The original design read everything from filesystem. As the product evolved, SQLite became necessary for live monitoring, cross-session queries, and execution lineage (see ADR-0009, ADR-0011, ADR-0012).

Decision

Lion Studio uses a hybrid data layer: filesystem for authored definitions and content, SQLite for operational/query state.

Data authority matrix

Data Location Why
Agent definitions (*.md) Filesystem ~/.lionagi/agents/ Edited by humans, git-versioned, read by CLI/Claude Code
Playbook definitions (*.yaml) Filesystem ~/.lionagi/playbooks/ Same — authored content
Skill content (SKILL.md) Filesystem (plugin dirs) Read-only from disk, part of plugin packages
Plugin structure Filesystem (marketplace + cache) Scanned by plugin discovery
Show plans (_show.md, _intent.md) Filesystem ~/khive-work/shows/ Authored markdown, git-versioned, edited mid-show
Artifacts (agent output files) Filesystem (play dirs, worktrees) Binary/large files, git-tracked
Sessions, branches, messages SQLite ~/.lionagi/state.db Queryable, FK-linked, live-updatable
Shows, plays (structural state) SQLite ~/.lionagi/state.db Queryable, cross-referenced to sessions
Definition versions (edit history) SQLite definitions table Disk is source of truth; SQLite tracks edit history

Route mapping

Route Data source
/api/runs SQLite sessions (enriched with provenance)
/api/sessions/{id} SQLite sessions + branches + messages
/api/agents Filesystem scan + definitions API for versions
/api/playbooks Filesystem scan + definitions API for versions
/api/plugins Filesystem scan (marketplace + third-party cache)
/api/shows SQLite shows + plays, filesystem fallback
/api/shows/{topic} SQLite + filesystem (_show.md, _intent.md)
/api/stats Mixed — sessions from SQLite, definitions from filesystem

Note: the browser route is /runs/{id} (user-facing 'Runs' label per ADR-0012), while the API route is /api/sessions/{id} (matching the SQLite table). The frontend API client translates between these.

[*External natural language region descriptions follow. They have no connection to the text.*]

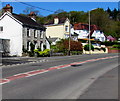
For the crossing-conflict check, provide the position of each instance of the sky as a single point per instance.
(66, 6)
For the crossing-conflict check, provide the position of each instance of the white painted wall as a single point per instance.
(81, 33)
(99, 35)
(13, 31)
(84, 34)
(55, 31)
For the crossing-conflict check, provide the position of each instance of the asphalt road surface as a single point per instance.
(69, 77)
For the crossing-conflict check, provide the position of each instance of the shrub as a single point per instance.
(116, 46)
(104, 49)
(86, 47)
(108, 43)
(97, 49)
(46, 52)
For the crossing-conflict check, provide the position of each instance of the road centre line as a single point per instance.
(40, 71)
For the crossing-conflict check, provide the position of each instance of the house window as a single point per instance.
(66, 29)
(35, 33)
(1, 28)
(28, 45)
(28, 32)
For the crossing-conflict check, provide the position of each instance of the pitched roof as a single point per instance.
(61, 21)
(27, 21)
(52, 39)
(82, 26)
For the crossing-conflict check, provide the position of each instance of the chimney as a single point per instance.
(56, 20)
(32, 15)
(8, 8)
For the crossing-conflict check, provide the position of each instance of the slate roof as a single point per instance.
(52, 39)
(27, 21)
(82, 26)
(61, 21)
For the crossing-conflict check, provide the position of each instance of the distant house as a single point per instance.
(21, 31)
(110, 38)
(58, 28)
(82, 29)
(53, 41)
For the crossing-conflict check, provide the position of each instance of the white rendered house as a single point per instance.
(21, 31)
(83, 32)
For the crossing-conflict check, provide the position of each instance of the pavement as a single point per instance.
(64, 83)
(105, 87)
(6, 61)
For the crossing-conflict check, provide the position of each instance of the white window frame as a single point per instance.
(28, 32)
(35, 33)
(1, 28)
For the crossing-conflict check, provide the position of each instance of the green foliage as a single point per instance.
(98, 49)
(116, 46)
(108, 43)
(46, 52)
(24, 50)
(108, 21)
(86, 47)
(104, 49)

Run persistence: SQLite only (no JSON snapshot)

New runs write sessions, branches, and messages to SQLite via live hooks during execution. The CLI no longer writes a post-run run.json manifest or branches/*.json snapshot to ~/.lionagi/runs/. Rationale: aiosqlite is now a mandatory dependency (not optional), and the live hooks provide richer data than the end-of-run JSON dump (e.g., messages appear as they're produced, not after the run completes).

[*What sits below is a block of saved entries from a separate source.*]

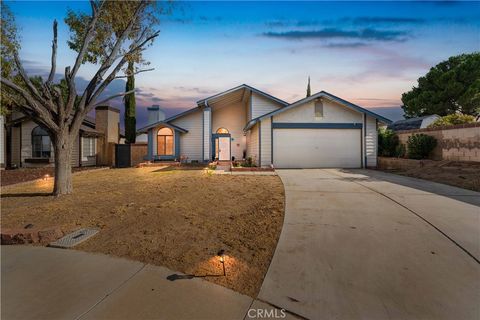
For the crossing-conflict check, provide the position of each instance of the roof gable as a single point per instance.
(164, 123)
(204, 102)
(321, 94)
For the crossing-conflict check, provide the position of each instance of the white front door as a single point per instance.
(223, 148)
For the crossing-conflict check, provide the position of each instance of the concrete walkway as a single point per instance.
(47, 283)
(361, 244)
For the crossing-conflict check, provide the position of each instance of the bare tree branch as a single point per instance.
(86, 41)
(122, 62)
(54, 54)
(134, 73)
(112, 56)
(32, 104)
(113, 97)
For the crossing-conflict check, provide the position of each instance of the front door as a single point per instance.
(223, 148)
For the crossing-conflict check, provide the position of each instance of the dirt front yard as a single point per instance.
(460, 174)
(173, 218)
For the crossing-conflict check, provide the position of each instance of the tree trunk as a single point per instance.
(62, 146)
(130, 105)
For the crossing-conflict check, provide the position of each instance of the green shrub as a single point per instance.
(420, 146)
(452, 119)
(387, 143)
(400, 151)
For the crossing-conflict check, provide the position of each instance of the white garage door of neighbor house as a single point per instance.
(317, 148)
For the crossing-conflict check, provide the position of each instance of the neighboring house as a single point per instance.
(413, 123)
(319, 131)
(29, 145)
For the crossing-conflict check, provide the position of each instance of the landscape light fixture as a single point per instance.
(221, 254)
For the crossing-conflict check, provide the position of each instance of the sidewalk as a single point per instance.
(47, 283)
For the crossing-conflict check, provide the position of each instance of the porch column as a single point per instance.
(207, 133)
(150, 145)
(177, 145)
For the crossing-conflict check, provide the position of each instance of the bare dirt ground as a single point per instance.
(9, 177)
(464, 175)
(174, 218)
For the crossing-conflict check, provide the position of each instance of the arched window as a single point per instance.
(222, 130)
(41, 146)
(165, 142)
(318, 108)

Stream artifacts are a narrow exception. stream_persist=True writes ~/.lionagi/runs/<id>/stream/<branch>.json plus a <branch>.buffer.jsonl incremental chunk log. These are not canonical state — SQLite is — they exist as a transient resume/debug artifact for the streaming providers (the JSON file is the last-known branch snapshot; the JSONL buffer is the chunk-by-chunk stream). Downstream tooling MUST NOT treat them as the source of truth, and Studio query routes MUST NOT read them.

Historical ~/.lionagi/runs/ JSON directories remain on disk as a read-only archive. li state import brings them into SQLite for querying.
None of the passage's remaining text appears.